Après être rentré d’une journée tout sauf harassante de travail à mon domicile et vérifié mes messages et les commentaires postés sur Ougl, j’entendis les sons familiers mais devenus rares qui me hantaient quotidiennement de 2002 à 2004. Je jetai alors un coup d’œil par la fenêtre pour m’assurer qu’une de ces raclures de fond de bidet ailées, plus communément appelées pigeons ne s’était pas introduite sur le territoire que je veux garder propre à tout prix :mon balcon. L’année dernière, exaspéré par les roucoulements matinaux et la couche d’un centimètre de fientes produites par ces aberrations grises stupides,j’avais fait poser un filet et fait nettoyer la surface meurtrie. Parfois un rat-volant osait s’introduire dans la zone interdite mais ma vigilance conjuguée au fait que je m’évertue à chaque fois à les faire périr de crise cardiaque avaient réussi à en décourager plus d’un.
Aujourd’hui donc, je jette un coup d’œil sur ce balcon et aperçoit sur le rebord, derrière le filet, un nuisible. Après une poussée d’adrénaline, je le fais fuir en produisant toutes sortes de bruits très effrayants : « pschitt waaaablerk gniii » et remarque la présence de son comparse sur le balcon, devant le filet, caché par le ventilateur de ma climatisation et tentant de trouver son salut en buttant crétinement sur les mailles. Je sors donc pour tenter de chasser l’intrus aussi peu délicatement que possible et c’est là, chers lecteurs, que je suis tombé sur ce spectacle.

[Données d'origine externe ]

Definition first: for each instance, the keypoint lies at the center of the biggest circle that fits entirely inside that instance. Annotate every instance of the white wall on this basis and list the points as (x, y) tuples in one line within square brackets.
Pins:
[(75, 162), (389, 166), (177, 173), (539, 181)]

J’ai fait sortir le sagouin, qui en a d’ailleurs laissé des plumes, en jurant de combattre la pigeonnerie jusqu’à la fin de mes jours. C’est incroyable quand même. Combien de temps leur a-t-il fallu pour tout repeindre en guano comme ça ? Même pas une journée entière.
J’ai tenté de nettoyer avec mon détergent de salle de bains et une vieille éponge mais il en reste encore. Je les maudis. Je les méprise.